King had continued his nervous pacing of the floor, as if the walls of the room itself were the cage of his dilemma. Now he stopped and appealed once more to the psychiatrist. "Isn't there anything I can do?"
"Nothing to cure. To alleviate — well, possibly."
"How?"
"Situational psychosis results from adrenaline exhaustion. When a man is placed under a nervous strain, his adrenal glands increase their secretion to help compensate for the strain. If the strain is too great and lasts too long, the adrenals aren't equal to the task, and he cracks. That is what you have here.

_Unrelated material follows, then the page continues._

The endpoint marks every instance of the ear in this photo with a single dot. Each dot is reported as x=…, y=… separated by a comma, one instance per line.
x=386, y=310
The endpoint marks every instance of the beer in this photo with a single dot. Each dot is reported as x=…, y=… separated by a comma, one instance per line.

Adrenaline therapy might stave off a mental breakdown, but it most assuredly would hasten a physical breakdown. But that would be safer from a viewpoint of public welfare — even though it assumes that physicists are expendable!
"Another thing occurs to me: If you selected any new watch engineers from the membership of churches that practice the confessional, it would increase the length of their usefulness."